Secondly, a global combination module is provided, all different clues can be effectively combined, and the soft segmentation effect of the object is obviously improved.
Third, combining and using the atrous convergence and PSP scene analysis to obtain larger receptive field and global information, and fusing the characteristics of different scales to obtain clearer image soft segmentation. The easier it is to achieve global consistency and discriminate local details using a multi-scale discriminator.
And fourthly, providing a lightweight interactive branch, performing artificial interference guidance on the model, and improving the generalization of the system.

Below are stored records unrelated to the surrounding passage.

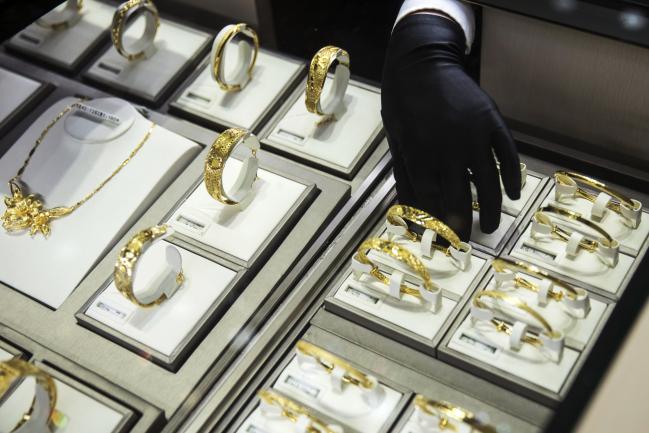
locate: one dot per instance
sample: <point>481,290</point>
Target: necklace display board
<point>19,95</point>
<point>177,49</point>
<point>59,171</point>
<point>66,48</point>
<point>204,102</point>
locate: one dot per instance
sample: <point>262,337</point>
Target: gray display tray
<point>220,124</point>
<point>325,166</point>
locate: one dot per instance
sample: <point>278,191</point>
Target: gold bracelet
<point>216,159</point>
<point>15,369</point>
<point>223,38</point>
<point>293,411</point>
<point>329,362</point>
<point>318,69</point>
<point>626,207</point>
<point>121,17</point>
<point>127,260</point>
<point>445,412</point>
<point>401,254</point>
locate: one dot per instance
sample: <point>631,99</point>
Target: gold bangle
<point>16,369</point>
<point>215,162</point>
<point>516,303</point>
<point>121,17</point>
<point>446,411</point>
<point>329,362</point>
<point>293,411</point>
<point>401,254</point>
<point>398,213</point>
<point>127,260</point>
<point>219,48</point>
<point>318,69</point>
<point>562,234</point>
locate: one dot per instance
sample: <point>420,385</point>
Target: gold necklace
<point>26,212</point>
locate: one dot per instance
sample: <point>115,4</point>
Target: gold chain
<point>27,212</point>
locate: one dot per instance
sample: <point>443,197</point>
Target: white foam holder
<point>410,313</point>
<point>175,46</point>
<point>340,144</point>
<point>235,231</point>
<point>245,108</point>
<point>66,47</point>
<point>80,410</point>
<point>480,341</point>
<point>631,239</point>
<point>15,90</point>
<point>348,405</point>
<point>77,154</point>
<point>549,253</point>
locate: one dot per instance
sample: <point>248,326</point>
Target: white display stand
<point>239,232</point>
<point>585,267</point>
<point>366,294</point>
<point>483,343</point>
<point>15,90</point>
<point>81,411</point>
<point>64,169</point>
<point>66,48</point>
<point>315,390</point>
<point>164,327</point>
<point>176,46</point>
<point>631,240</point>
<point>442,271</point>
<point>337,145</point>
<point>270,77</point>
<point>577,331</point>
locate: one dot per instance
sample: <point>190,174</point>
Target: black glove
<point>440,124</point>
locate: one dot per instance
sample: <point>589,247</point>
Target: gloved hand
<point>440,125</point>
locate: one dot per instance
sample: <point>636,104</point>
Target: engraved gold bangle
<point>329,362</point>
<point>141,48</point>
<point>69,16</point>
<point>590,245</point>
<point>320,65</point>
<point>445,412</point>
<point>218,50</point>
<point>401,254</point>
<point>127,258</point>
<point>293,411</point>
<point>217,157</point>
<point>626,207</point>
<point>15,369</point>
<point>398,214</point>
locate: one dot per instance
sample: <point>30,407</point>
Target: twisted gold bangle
<point>329,362</point>
<point>127,260</point>
<point>446,411</point>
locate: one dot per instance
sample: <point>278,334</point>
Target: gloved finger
<point>505,149</point>
<point>487,185</point>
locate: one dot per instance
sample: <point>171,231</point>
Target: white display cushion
<point>577,331</point>
<point>175,45</point>
<point>15,90</point>
<point>491,240</point>
<point>366,295</point>
<point>235,231</point>
<point>66,46</point>
<point>483,343</point>
<point>585,267</point>
<point>81,411</point>
<point>313,389</point>
<point>632,239</point>
<point>165,326</point>
<point>246,107</point>
<point>65,169</point>
<point>338,144</point>
<point>442,271</point>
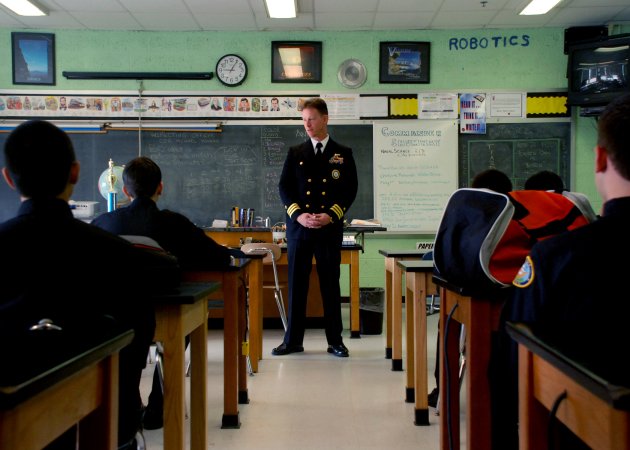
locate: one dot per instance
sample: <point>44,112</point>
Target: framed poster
<point>296,62</point>
<point>404,62</point>
<point>33,58</point>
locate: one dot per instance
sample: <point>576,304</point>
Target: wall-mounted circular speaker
<point>352,73</point>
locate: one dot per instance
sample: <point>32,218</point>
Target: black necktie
<point>320,152</point>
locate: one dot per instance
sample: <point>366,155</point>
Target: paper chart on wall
<point>415,172</point>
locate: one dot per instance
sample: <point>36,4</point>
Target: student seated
<point>571,288</point>
<point>194,249</point>
<point>57,267</point>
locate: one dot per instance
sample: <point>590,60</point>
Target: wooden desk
<point>417,279</point>
<point>60,388</point>
<point>479,313</point>
<point>232,292</point>
<point>178,314</point>
<point>393,302</point>
<point>232,236</point>
<point>596,411</point>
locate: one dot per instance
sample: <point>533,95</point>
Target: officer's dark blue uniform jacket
<point>316,186</point>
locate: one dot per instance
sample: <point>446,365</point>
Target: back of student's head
<point>38,156</point>
<point>142,176</point>
<point>492,179</point>
<point>545,180</point>
<point>612,133</point>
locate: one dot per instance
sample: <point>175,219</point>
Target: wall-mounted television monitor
<point>598,72</point>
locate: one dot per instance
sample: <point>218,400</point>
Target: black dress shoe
<point>339,350</point>
<point>433,397</point>
<point>284,349</point>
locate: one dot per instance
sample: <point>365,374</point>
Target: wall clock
<point>231,70</point>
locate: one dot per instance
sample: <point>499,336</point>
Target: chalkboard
<point>518,149</point>
<point>206,174</point>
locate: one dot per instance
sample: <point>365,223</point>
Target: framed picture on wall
<point>296,62</point>
<point>404,62</point>
<point>33,58</point>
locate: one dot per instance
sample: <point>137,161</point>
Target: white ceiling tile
<point>410,21</point>
<point>9,20</point>
<point>107,21</point>
<point>341,6</point>
<point>173,21</point>
<point>390,6</point>
<point>155,6</point>
<point>301,22</point>
<point>314,15</point>
<point>226,21</point>
<point>511,19</point>
<point>86,5</point>
<point>219,6</point>
<point>583,16</point>
<point>473,5</point>
<point>468,20</point>
<point>354,21</point>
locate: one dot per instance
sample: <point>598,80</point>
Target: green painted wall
<point>524,59</point>
<point>461,60</point>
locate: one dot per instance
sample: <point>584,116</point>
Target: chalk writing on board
<point>518,149</point>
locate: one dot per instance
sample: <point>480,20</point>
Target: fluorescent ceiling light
<point>24,8</point>
<point>537,7</point>
<point>281,9</point>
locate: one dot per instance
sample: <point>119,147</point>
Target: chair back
<point>268,247</point>
<point>142,241</point>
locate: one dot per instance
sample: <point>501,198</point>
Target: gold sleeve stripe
<point>294,207</point>
<point>337,210</point>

And fifthly, providing the GAN network to combine image soft segmentation and image generation to perform background replacement. And carrying out unsupervised game between the generator and the discriminator, optimizing the model, and finally generating a background replacement picture which has little difference with the real picture.
Drawings
FIG. 1. an atrous restriction network.
FIG. 2. pyramid scene parsing Module (PSP).
FIG. 3 is a network of image soft segmentation.
Fig. 4.GAN network flow diagram.
Detailed Description
The system comprises two parts, alpha prediction and background replacement of the image. The first partial image soft segmentation comprises five modules: the system comprises an input module, a full-text combination module, a residual error network module, a pyramid scene analysis module and a lightweight interactive branch module. The second partial image composition includes a generator model and a discriminator model.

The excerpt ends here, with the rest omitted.